La sensazione, soprattutto, è quella di una situazione che non promette nulla di buono per tutta la comunità altofontina. Perché ad essere andato via non è soltanto un patrimonio boschivo di enorme valore, tanto ambientale, quanto, soprattutto, affettivo. È andata via la tranquillità di molti, da quel maledetto 29 agosto. Una tranquillità che non alberga più all’interno di una novantina di famiglie. Una tranquillità che da due settimane ha perso anche il sindaco Angelina De Luca. Tutti i suoi concittadini l’hanno elogiata, l’hanno sostenuta. Anche nel corso della seduta straordinaria del Consiglio comunale, convocata appositamente per discutere di questo “cataclisma”, ha ricevuto attestati di stima bypartisan. Il suo impegno per proteggere la sua amata comunità parchitana è stato sotto gli occhi di tutti. Il suo utilizzo efficace dei social e la sua sovraesposizione hanno notevolmente contribuito ad affrontare l’emergenza.

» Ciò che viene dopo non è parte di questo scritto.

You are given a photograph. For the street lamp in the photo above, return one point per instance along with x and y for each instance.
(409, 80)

Ora, però, è tempo di ricostruire. Certamente la fase più difficile. Soprattutto se in mezzo c’è l’incolumità delle persone. Il rischio di dissesto idrogeologico è dietro l’angolo ed è pressoché scontato dopo un evento calamitoso come quello che ha inghiottito il bosco della Moharda. A rischio ci sono 257 cittadini di Altofonte, le cui abitazioni ricadono in una zona, chiamiamola “rossa”, nella quale – in caso di precipitazioni forti – il pericolo di smottamenti non è affatto peregrino.
Cosa significa questo? Significa che – teoricamente – ogni volta che la Protezione Civile dirama un avviso di allerta meteo, con rischio di piogge abbondanti (praticamente decine di volte l’anno), il sindaco dovrebbe far evacuare quella zona per ragioni di pubblica incolumità. Sicuramente non una cosa da niente, di fronte alla quale, tra l’altro, la legge individua precise responsabilità, anche penali. Con una domanda ulteriore: dove andrebbero queste 257 persone? Trascorreranno le giornate all’addiaccio o per loro sarà possibile trovare un riparo? Al di là della facile risposta del “PalaCanino”, il palazzetto dello sport di via Discesa Giardini, che verrebbe sottratto alle molteplici attività agonistiche, il problema si pone, eccome.
Possibile prevedere ogni volta difficili piani di evacuazione, ciclici e continui, che coinvolgano non quattro gatti, ma centinaia di cittadini? Comprensibile, quindi, capire e giustificare il sindaco se ha perso il sonno (in qualità di responsabile dell’incolumità dei cittadini, è lei chiamata a risponderne in prima persona), se è costretta a stare col naso all’insù per vedere che tempo fa, sperando che non piova.
Ora è fin troppo evidente che tutto ciò non può continuare. È necessario che avvenga – e non soltanto a parole – la tanto decantata sinergia istituzionale. È necessario che tutti soggetti agiscano concretamente per non lasciare sola la comunità altofontina, già così duramente provata da un evento calamitoso senza precedenti. Un ulteriore guaio al territorio del Parco, uno dei più belli della provincia di Palermo, non sarebbe la sconfitta di un sindaco o di un paese. Sarebbe la sconfitta di tutti.